Trascrizione di Pasolini e…”La forma della città” - Io e…, un programma di Anna Zanoli, regia di Paolo Brunatto, - Rai, 7 febbraio 1974

"Le pagine corsare " 

dedicate a Pier Paolo Pasolini

Eretico e Corsaro


Trascrizione di Pasolini e…”La forma della città” 
Io e…, un programma di Anna Zanoli

regia di Paolo Brunatto,
Rai, 7 febbraio 1974



Scheda del programma:


Titolo della serie: Io e…

Titolo della puntata: Pasolini e…”la forma della città”

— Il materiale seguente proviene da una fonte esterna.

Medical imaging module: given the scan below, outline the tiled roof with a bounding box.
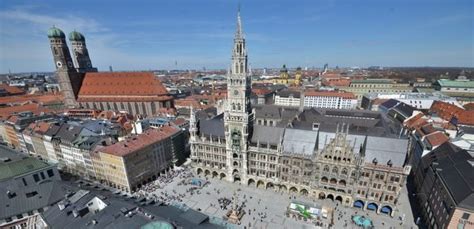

Un programma di Anna Zanoli

Regia di Paolo Brunatto

Fotografia: Mario Gianni

Montaggio: Franca Di Lorenzo Visco

Organizzazione: Roberto Pascucci

Ricerche e documentazione: Nicoletta Paterno

Tecnico audio: Tullio Petricca

Commento musicale a cura di Giuliano Sorgini


(Pasolini e la forma della città,

andato in onda sulla Rai 

il 07/02/1974)


Qui di seguito è trascritto il testo integrale del film La forma della città dedicato da Pasolini alla città di Orte


PASOLINI (con una telecamera e rivolto a Ninetto)“: Io ho scelto la città, la città di Orte. Cioè, praticamente ho scelto, come tema, la forma di una città, il profilo di una città.

Ecco, quello che vorrei dire è questo: io ho fatto l’inquadratura che prima faceva vedere soltanto la città di Orte nella sua perfezione stilistica, cioè come forma perfetta assoluta ed è più o meno un’inquadratura così.

Basta che io muova questo affare qui nella macchina da presa ed ecco che la forma della città, il profilo della città, la massa architettonica della città è incrinata, è rovinata, è deturpata da qualcosa di estraneo.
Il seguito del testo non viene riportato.